RE: New Charakter Proposal

From: Marco Cimarosti (marco.cimarosti@essetre.it)
Date: Wed Oct 30 2002 - 09:46:05 EST

  • Next message: Dominikus Scherkl: "RE: New Charakter Proposal"

    Dominikus Scherkl wrote:
    > I would like to have a "source failure indicator symbol" (SFIS)
    > charakter in the unicode, which a charset-convertion unit may
    > insert into a text (Suggeested position: U+FFF8).
    >
    > [...]
    >
    > Of course a converter can still use U+FFFD if it has no
    > idea which character is intended or if unicode doesn't contain
    > the character.

    I remember reading on this list about a proposal to allocate 256 code points
    to represent the bytes of a non-Unicode character set which could not be
    converted to Unicode.

    What happened to that proposal? Was it ever formalized? If yes, was it
    refused?

    > The whole "charakter identities"-discussion gave me another
    > reason to introduce such a SFIS-charakter:
    > A font-renderer may show the SFIS before a charakter which
    > is replaced by another one [...]

    Sorry for repeating myself, but my opinion is that a renderer is *never*
    allowed to change one character to another. IMHO, all that discussion was
    about the shape of glyphs, not about changing characters.
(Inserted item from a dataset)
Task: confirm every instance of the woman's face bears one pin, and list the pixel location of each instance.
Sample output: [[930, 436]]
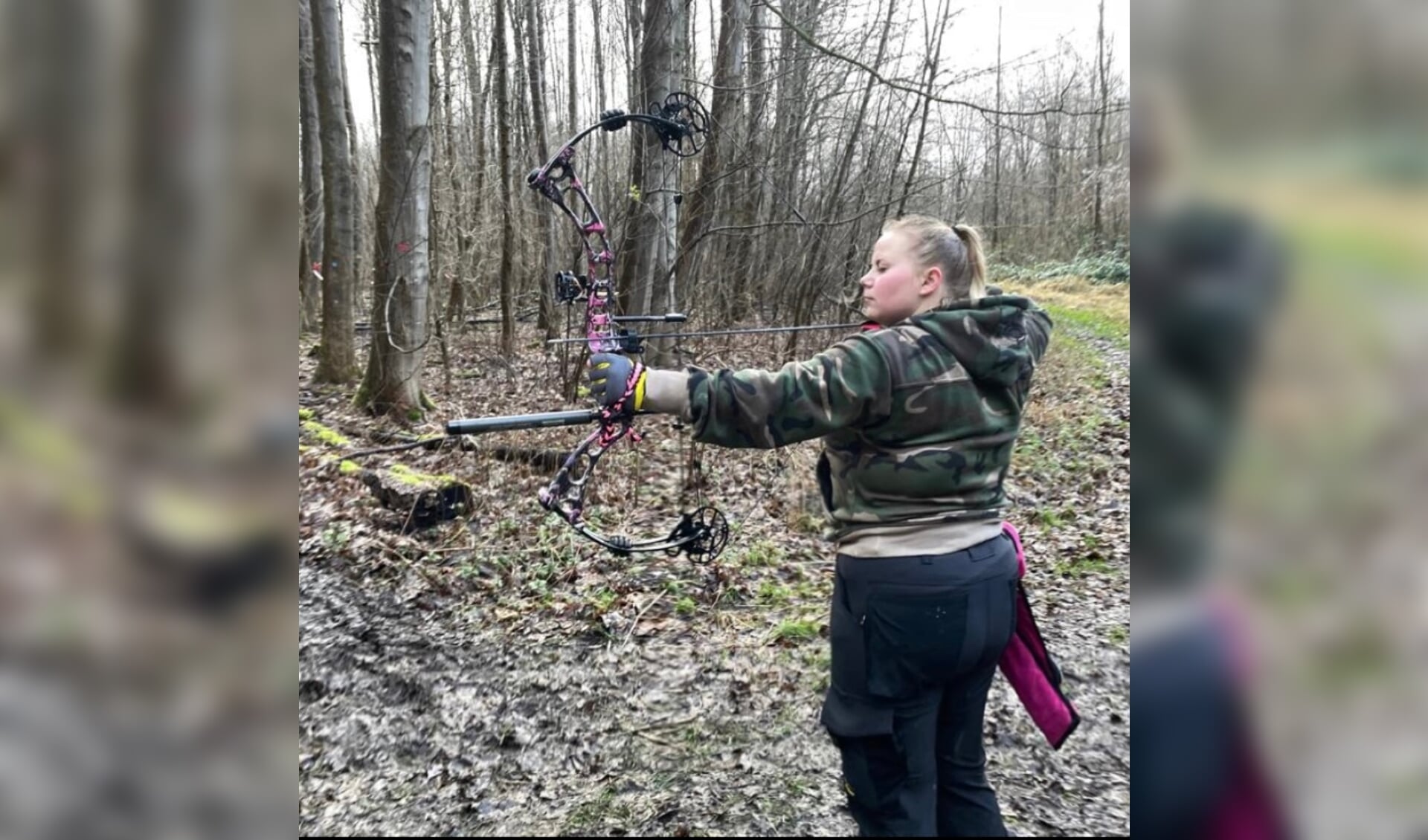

    > I'd like to hear if my suggestion is completely weird or
    > if anybody else think it might be useful.

    One problem can be the nature of the code point which follows the "SFIS".

    Imagine that a stream, encoded in a certain character set, contains the byte
    0xBF and that this byte is undefined in that character set. Mapping the
    stream to Unicode, you convert 0xBF into a sequence of "SFIS" and U+00BF.
    Clearly, that U+00BF would just be a placeholder for the unknown byte, not
    an "INVERTED QUESTION MARK".

    The problem is that interpreting U+00BF as anything different from an
    "INVERTED QUESTION MARK" violates Unicode Conformance Requirement C7: "A
    process shall interpret a coded character representation according to the
    character semantics established by this standard, if that process does
    interpret that coded character representation."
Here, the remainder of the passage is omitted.